The company's next dividend payment will be US$0.2625 per share, on the back of last year when the company paid a total of US$1.05 to shareholders. Based on the last year's worth of payments, Open Text has a trailing yield of 4.1% on the current stock price of US$25.82. If you buy this business for its dividend, you should have an idea of whether Open Text's dividend is reliable and sustainable. So we need to check whether the dividend payments are covered, and if earnings are growing.
See our latest analysis for Open Text
Dividends are typically paid from company earnings. If a company pays more in dividends than it earned in profit, then the dividend could be unsustainable. Fortunately Open Text's payout ratio is modest, at just 42% of profit. A useful secondary check can be to evaluate whether Open Text generated enough free cash flow to afford its dividend. Thankfully its dividend payments took up just 40% of the free cash flow it generated, which is a comfortable payout ratio.

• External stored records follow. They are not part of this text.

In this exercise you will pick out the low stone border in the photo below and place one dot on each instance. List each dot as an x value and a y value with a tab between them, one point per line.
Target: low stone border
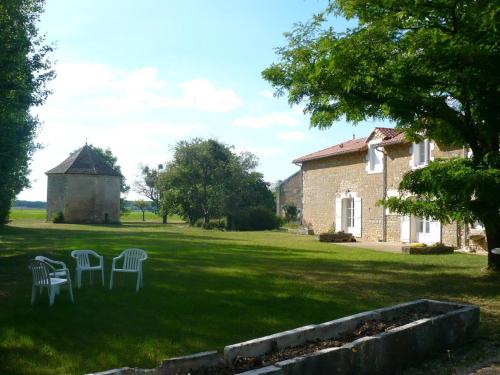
383	353
336	237
427	249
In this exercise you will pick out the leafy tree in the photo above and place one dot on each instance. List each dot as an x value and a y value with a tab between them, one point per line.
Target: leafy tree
143	206
206	180
432	68
195	179
147	186
24	72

It's positive to see that Open Text's dividend is covered by both profits and cash flow, since this is generally a sign that the dividend is sustainable, and a lower payout ratio usually suggests a greater margin of safety before the dividend gets cut.
Click here to see the company's payout ratio, plus analyst estimates of its future dividends.
Have Earnings And Dividends Been Growing?
Businesses with strong growth prospects usually make the best dividend payers, because it's easier to grow dividends when earnings per share are improving. If earnings fall far enough, the company could be forced to cut its dividend. For this reason, we're glad to see Open Text's earnings per share have risen 19% per annum over the last five years. Earnings per share are growing rapidly and the company is keeping more than half of its earnings within the business; an attractive combination which could suggest the company is focused on reinvesting to grow earnings further. Fast-growing businesses that are reinvesting heavily are enticing from a dividend perspective, especially since they can often increase the payout ratio later.